Acknowledging that it’s in the past
Having some feelings of anxiety around your exam results is completely valid. You care about your academic achievement and what it means for your future in pharmacy. But if you find yourself constantly going over your answers and thinking “I should have said this” or “That wasn’t the right answer”, then it’s probably worth trying to accept that it’s in the untouchable past. Remember that you did what you could with the knowledge, resources and time that you had. Right now, you don’t know what the outcome will be, even if you are catastrophising. However, remind yourself that, no matter the outcome, you have what it takes to get back up and try again.
When we are faced with the unknown, it can be easy to be drawn into catastrophic thinking. This is when your mind begins to focus on what the absolute worst outcome could be, however unlikely it is. There are ways to help yourself with the tendency to catastrophise, and the first step is to notice that this is what you are doing. You may say to yourself, “Oh, I am thinking catastrophically right now.” Sometimes simply labelling what you are doing can help. A next step is to think of other outcomes. If you are worried about failing your exams, it can help to imagine passing them instead, and how that will affect your life. Catastrophic thinking can be very unrealistic, so helping yourself to see a positive outcome, or even a slightly better outcome, can be helpful.
Another way to deal with catastrophic thinking is to remind yourself that you can deal with whatever comes your way. List your strengths and internal resources (like having great research skills), as well as external resources (such as your university’s careers guidance centre) and other people who can help you. When catastrophic thinking takes over, we can sometimes feel overwhelmed and uncertain about our ability to cope. Reminding yourself of times that you have coped in the past, what sources of help and information you can draw upon and who can help you can be very beneficial.

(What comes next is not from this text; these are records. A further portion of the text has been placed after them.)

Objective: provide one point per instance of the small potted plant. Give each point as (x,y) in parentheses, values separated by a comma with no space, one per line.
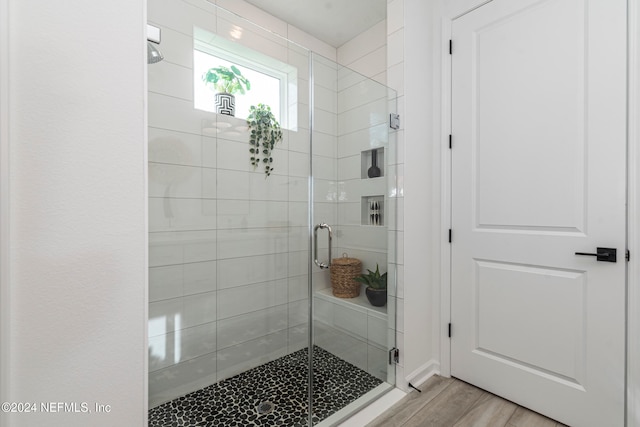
(376,286)
(265,130)
(226,82)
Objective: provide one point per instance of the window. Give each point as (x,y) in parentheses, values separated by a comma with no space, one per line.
(269,77)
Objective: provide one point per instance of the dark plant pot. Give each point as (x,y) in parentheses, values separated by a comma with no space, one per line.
(225,104)
(377,297)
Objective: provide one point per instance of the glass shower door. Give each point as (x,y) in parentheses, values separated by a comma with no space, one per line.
(353,153)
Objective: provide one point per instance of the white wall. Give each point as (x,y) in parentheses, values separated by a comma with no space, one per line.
(77,250)
(633,277)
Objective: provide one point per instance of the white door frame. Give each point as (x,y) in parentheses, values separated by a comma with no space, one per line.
(633,200)
(4,207)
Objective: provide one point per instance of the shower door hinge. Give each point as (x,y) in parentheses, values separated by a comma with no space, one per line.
(394,356)
(394,121)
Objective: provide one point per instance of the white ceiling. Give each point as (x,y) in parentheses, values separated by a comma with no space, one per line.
(333,21)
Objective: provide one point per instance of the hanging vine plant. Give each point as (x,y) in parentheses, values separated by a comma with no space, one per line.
(265,133)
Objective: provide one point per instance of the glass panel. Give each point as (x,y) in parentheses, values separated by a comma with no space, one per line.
(353,157)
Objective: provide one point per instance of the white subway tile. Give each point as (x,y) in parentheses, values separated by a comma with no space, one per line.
(298,338)
(234,272)
(171,79)
(350,168)
(199,309)
(240,242)
(165,316)
(377,362)
(197,341)
(395,48)
(372,63)
(162,351)
(167,214)
(360,94)
(233,184)
(324,168)
(325,121)
(176,47)
(299,164)
(166,112)
(298,289)
(246,327)
(177,380)
(165,282)
(245,299)
(174,181)
(298,312)
(377,331)
(177,148)
(364,139)
(395,15)
(199,277)
(180,16)
(242,357)
(233,214)
(373,38)
(395,78)
(363,117)
(350,320)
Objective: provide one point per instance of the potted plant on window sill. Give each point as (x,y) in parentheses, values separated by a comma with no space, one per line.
(226,82)
(376,290)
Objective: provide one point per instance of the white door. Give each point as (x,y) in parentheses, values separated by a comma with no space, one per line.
(538,174)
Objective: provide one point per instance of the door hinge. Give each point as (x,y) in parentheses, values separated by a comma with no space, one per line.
(394,356)
(394,121)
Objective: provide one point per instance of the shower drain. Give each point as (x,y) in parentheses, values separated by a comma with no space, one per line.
(265,408)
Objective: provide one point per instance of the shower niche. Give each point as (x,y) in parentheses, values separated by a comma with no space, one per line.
(372,210)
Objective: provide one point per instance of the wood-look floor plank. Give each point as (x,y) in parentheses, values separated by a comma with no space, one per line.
(488,411)
(447,407)
(523,417)
(400,413)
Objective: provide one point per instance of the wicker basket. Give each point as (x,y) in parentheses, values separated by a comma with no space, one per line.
(343,271)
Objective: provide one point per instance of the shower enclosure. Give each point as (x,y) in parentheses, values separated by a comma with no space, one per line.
(243,326)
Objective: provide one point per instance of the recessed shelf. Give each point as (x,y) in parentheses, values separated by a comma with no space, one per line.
(372,164)
(372,211)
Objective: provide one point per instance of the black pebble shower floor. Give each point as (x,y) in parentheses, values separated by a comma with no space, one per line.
(283,382)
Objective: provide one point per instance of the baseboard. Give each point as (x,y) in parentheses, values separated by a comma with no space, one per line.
(374,410)
(423,373)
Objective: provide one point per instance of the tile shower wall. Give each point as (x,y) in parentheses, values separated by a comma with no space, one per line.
(228,248)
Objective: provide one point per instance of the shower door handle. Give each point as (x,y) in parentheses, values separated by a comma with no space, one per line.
(322,265)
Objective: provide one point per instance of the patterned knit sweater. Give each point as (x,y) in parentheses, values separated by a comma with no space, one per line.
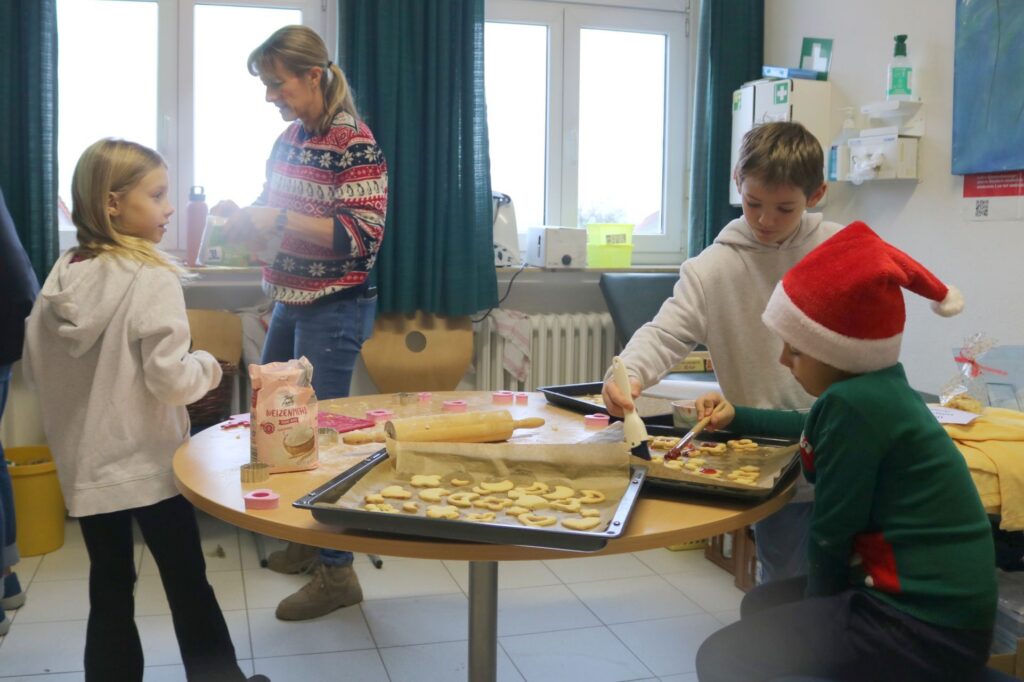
(895,511)
(341,175)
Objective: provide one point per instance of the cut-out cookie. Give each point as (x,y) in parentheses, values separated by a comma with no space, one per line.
(560,493)
(383,507)
(537,519)
(531,502)
(437,511)
(497,486)
(582,523)
(493,503)
(432,494)
(464,499)
(395,493)
(537,487)
(570,505)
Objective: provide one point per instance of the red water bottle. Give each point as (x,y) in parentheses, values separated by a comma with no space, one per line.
(196,213)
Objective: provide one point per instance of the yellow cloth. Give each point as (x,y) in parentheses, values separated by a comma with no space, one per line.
(993,448)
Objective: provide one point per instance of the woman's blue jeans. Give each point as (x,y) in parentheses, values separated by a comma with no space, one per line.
(330,334)
(8,548)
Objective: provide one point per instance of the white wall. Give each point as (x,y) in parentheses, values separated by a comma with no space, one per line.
(983,259)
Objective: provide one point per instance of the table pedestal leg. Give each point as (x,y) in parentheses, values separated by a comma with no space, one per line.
(482,621)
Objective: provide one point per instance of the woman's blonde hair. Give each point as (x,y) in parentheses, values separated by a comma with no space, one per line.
(113,166)
(297,49)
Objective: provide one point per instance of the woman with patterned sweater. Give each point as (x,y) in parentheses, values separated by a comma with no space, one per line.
(325,200)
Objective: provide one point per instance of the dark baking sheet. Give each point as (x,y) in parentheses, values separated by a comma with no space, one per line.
(477,531)
(791,471)
(568,396)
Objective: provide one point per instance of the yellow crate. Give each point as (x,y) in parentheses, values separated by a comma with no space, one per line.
(690,365)
(609,233)
(609,256)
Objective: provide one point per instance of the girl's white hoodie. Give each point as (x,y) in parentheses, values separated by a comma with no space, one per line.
(107,349)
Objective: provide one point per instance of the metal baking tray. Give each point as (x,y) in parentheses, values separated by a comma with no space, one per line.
(651,411)
(788,473)
(321,503)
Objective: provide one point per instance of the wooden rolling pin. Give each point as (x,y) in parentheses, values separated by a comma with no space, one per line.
(470,427)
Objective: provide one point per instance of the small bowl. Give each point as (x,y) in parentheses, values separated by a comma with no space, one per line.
(684,414)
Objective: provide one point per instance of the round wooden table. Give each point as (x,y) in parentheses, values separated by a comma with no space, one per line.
(207,473)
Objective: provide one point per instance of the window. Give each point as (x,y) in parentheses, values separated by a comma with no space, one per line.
(587,113)
(171,75)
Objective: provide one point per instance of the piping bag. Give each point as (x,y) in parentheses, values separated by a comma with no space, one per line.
(633,426)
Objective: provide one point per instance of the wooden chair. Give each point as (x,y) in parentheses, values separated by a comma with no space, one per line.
(421,351)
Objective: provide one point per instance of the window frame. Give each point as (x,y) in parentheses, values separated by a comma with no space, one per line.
(565,18)
(175,100)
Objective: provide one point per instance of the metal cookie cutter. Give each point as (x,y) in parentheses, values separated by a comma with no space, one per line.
(254,472)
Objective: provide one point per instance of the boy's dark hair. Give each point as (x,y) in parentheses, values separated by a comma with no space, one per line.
(782,154)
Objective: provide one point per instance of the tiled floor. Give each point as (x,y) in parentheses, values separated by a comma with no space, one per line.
(631,616)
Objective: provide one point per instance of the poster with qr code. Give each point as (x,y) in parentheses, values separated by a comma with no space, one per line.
(993,197)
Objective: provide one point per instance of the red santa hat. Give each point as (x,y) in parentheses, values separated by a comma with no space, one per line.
(843,303)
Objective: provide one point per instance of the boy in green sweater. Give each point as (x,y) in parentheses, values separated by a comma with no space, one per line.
(901,581)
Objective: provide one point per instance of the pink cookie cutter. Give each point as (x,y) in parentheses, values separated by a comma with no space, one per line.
(378,416)
(454,406)
(502,397)
(262,498)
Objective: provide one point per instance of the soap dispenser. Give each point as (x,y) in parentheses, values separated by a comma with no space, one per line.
(899,81)
(839,153)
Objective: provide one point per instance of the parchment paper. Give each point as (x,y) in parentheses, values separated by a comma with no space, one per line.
(603,467)
(771,459)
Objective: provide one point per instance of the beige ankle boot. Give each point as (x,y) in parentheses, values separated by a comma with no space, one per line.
(293,559)
(331,588)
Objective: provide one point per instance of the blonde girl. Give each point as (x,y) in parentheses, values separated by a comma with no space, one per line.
(107,350)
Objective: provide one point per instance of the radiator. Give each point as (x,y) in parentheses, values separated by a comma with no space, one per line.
(567,348)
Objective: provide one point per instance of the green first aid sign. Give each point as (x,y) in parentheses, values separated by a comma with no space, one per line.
(781,92)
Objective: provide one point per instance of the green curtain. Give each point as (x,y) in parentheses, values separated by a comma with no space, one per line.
(730,51)
(28,125)
(417,70)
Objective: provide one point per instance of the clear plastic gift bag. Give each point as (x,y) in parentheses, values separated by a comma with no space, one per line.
(986,377)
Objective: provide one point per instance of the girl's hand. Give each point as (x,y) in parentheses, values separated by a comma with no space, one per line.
(715,406)
(617,403)
(224,208)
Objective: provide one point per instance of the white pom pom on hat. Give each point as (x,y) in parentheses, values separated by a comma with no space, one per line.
(843,303)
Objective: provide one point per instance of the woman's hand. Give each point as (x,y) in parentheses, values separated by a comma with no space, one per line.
(616,403)
(715,406)
(251,224)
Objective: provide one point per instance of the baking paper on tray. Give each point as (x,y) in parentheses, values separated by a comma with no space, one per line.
(772,460)
(602,467)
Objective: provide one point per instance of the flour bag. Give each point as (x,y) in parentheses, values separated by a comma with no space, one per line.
(284,416)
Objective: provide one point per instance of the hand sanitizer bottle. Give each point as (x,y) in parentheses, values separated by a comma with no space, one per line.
(839,153)
(899,83)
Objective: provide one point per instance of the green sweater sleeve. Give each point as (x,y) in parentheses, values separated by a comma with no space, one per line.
(778,423)
(845,454)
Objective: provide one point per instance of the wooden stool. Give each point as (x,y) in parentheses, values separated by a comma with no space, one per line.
(418,351)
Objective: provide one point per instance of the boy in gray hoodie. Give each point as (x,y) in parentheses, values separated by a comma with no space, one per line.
(719,299)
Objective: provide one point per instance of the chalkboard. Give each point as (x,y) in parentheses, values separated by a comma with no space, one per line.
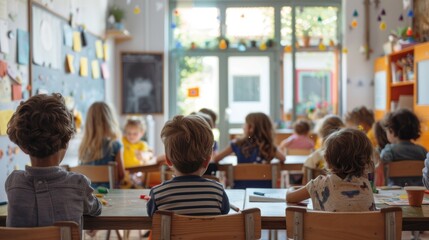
(52,76)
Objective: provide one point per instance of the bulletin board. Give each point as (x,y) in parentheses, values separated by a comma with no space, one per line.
(52,41)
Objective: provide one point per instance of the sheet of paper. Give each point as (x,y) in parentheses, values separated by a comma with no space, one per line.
(95,69)
(5,116)
(70,63)
(23,47)
(84,67)
(99,49)
(106,52)
(77,44)
(3,9)
(68,35)
(105,71)
(4,41)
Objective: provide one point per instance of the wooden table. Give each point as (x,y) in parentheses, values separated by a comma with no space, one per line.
(125,210)
(273,213)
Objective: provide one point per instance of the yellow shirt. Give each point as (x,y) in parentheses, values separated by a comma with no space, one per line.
(130,150)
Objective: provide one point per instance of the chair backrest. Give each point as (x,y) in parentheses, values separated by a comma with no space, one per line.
(245,225)
(97,173)
(404,168)
(321,225)
(298,151)
(251,171)
(65,230)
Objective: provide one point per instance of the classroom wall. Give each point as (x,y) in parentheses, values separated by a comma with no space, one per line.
(358,77)
(148,35)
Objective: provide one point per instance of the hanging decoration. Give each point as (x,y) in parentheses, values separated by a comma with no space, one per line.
(382,26)
(136,10)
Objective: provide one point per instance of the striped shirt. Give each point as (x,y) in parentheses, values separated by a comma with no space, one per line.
(189,195)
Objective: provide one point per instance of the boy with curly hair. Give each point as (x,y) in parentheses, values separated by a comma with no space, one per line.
(44,192)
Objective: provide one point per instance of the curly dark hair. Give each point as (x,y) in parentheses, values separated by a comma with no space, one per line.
(42,125)
(348,152)
(403,123)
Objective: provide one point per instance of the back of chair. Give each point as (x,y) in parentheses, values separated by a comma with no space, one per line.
(64,230)
(97,173)
(298,151)
(405,168)
(320,225)
(252,171)
(245,225)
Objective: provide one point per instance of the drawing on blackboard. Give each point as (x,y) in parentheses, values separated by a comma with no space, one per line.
(142,83)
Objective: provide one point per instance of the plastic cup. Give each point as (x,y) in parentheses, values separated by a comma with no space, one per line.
(415,195)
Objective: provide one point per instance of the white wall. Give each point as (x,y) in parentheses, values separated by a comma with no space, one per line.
(358,72)
(148,35)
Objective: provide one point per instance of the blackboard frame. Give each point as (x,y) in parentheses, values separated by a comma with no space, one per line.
(142,81)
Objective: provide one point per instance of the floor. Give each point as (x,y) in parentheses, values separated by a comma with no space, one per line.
(134,235)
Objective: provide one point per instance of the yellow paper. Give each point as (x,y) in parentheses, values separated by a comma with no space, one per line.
(106,52)
(5,116)
(99,49)
(77,44)
(70,64)
(84,67)
(95,69)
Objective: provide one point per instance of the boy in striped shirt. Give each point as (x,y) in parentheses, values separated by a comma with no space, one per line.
(188,142)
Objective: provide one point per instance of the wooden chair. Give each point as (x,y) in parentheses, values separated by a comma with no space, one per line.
(64,230)
(321,225)
(243,225)
(251,171)
(99,174)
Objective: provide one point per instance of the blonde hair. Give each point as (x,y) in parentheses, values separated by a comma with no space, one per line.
(261,136)
(101,124)
(348,152)
(330,124)
(188,142)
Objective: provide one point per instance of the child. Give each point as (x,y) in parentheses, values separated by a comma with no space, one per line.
(256,146)
(100,142)
(381,139)
(136,151)
(300,138)
(362,118)
(329,124)
(401,127)
(188,147)
(45,193)
(346,189)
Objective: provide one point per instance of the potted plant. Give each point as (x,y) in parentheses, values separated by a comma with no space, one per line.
(116,15)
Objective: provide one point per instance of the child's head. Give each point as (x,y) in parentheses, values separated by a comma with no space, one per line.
(348,152)
(301,127)
(134,130)
(188,142)
(330,124)
(361,118)
(380,135)
(211,113)
(402,124)
(42,125)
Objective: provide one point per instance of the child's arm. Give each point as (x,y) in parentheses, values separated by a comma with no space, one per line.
(227,151)
(295,196)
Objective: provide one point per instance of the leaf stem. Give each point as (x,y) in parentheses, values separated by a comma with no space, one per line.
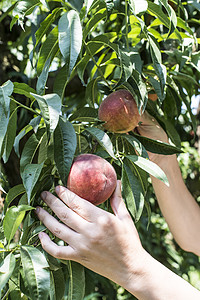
(26,107)
(126,21)
(97,66)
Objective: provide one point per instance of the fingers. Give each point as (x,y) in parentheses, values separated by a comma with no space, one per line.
(81,207)
(117,203)
(58,229)
(64,213)
(60,252)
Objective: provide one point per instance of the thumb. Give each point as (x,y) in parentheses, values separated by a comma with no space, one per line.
(117,203)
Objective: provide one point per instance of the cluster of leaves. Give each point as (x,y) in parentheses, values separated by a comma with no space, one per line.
(98,46)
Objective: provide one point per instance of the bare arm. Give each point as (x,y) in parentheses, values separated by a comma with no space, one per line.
(179,208)
(109,245)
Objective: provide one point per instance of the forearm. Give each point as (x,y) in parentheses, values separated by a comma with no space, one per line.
(156,282)
(179,208)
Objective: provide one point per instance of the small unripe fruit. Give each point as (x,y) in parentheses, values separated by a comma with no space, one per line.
(92,178)
(152,96)
(119,112)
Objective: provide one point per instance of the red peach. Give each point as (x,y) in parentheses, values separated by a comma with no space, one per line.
(92,178)
(119,112)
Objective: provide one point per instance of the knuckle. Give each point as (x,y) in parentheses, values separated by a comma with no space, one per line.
(105,222)
(63,216)
(56,231)
(96,237)
(58,252)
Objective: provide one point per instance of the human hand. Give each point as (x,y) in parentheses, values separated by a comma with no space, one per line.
(150,128)
(103,242)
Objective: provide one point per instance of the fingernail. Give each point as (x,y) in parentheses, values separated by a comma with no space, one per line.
(57,189)
(44,195)
(40,235)
(37,210)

Mindfulness is all about being fully present in the current moment. In this moment, look around your environment. What do you see? What do you hear? Smell? Feel? Allowing yourself to be fully immersed in the moment can give you some relief from worry, as you realise that in this moment you are ok.
Being in the moment means not being worried about what could happen in the future or consumed by what has happened in the past. It can be easy to go over and over in your head how you answered a question in your exam, and it is important that if you find yourself doing so to remind yourself that it is over now. Right now, you are in your room, or on a walk, or doing whatever you are doing. It is human nature to think and to worry, so don’t beat yourself up about it.
If you do find yourself being carried off by thoughts about the future or the past, gently bring yourself back to the present moment. It is a useful practice to make habit because it can help you manage feelings of stress, anxiety and pressure. There are lots of great apps that can help you to begin a mindfulness practice, and some are even free. You can find some more information and guidance about mindfulness on our website.
Getting adequate sleep may be the last thing on your mind whilst waiting for results. However, a good night’s sleep will put you in a good frame of mind to face what lies ahead. You can find more guidance on sleeping well on our website.
Sharing the worry
Talking to someone you trust, like a family member, friend or university tutor, can be a huge help whenever you’re feeling anxious. Often, simply expressing our feelings out loud can help unburden our minds, even if we’re not looking for an ‘answer’ to our worries. You may find that the person you are talking to has advice or ideas which can support you through this period of waiting too.
If your feelings of worry around your exam results are becoming too overwhelming and you would like someone to talk to in confidence, you may find that speaking to one of our trained Listening Friends may help.
If your worries are causing significant problems in your life you may wish to seek counselling or some other form of talking therapy. There are many places you can find talking therapy services, including Pharmacist Support.